According to census data, Boulder and Fort Collins have significant percentages of their populations commuting to work by bicycle. Those percentages are much higher than in many other parts of the country, and consequently, these cities also have a much higher risk of accidents involving bicycles and motor vehicles.
According to data from the Census Bureau’s 2011 American Community Survey, bicyclists in Boulder make up 9.51% of the total population commuting to work every day. There are a total of 5,128 bicyclists commuting to work every day out of a total workforce of 53,388.
In Fort Collins, the bicycling population makes up approximately 6.64% of commuters. Here, there are total of 5,112 bicyclists out of a total of 76,972 workers commuting to work every day.
According to the census data, in most areas of the country, bicyclists account for a tiny percentage of commuters. That is why it is so significant that two Colorado cities have more than 5% of their workforce commuting to work by bicycle every day.
Bicycling has numerous health benefits, not to mention a great role to play in reducing traffic congestion. For this reason, the census data is very encouraging. However, the fact is that when there are more bicyclists on the street, it does create a tense, and possibly hostile, situation between bicyclists and motorists.

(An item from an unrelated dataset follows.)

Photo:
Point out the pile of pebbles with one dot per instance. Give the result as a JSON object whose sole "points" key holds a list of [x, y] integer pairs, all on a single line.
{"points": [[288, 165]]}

In the state of Colorado, a bicyclist is considered as vehicle, which means that a bicyclist enjoys the same rights and privileges as any motorist does. If you are a motorist, this means that you must respect a bicyclist’s right-of-way.
In fact, right-of-way violations are some of the frequent causes of bicycle accidents in Colorado. Most bicycle accidents occur at intersections, and involve a vehicle that is making a left turn in front of a bicyclist, backing out, or running a stop sign.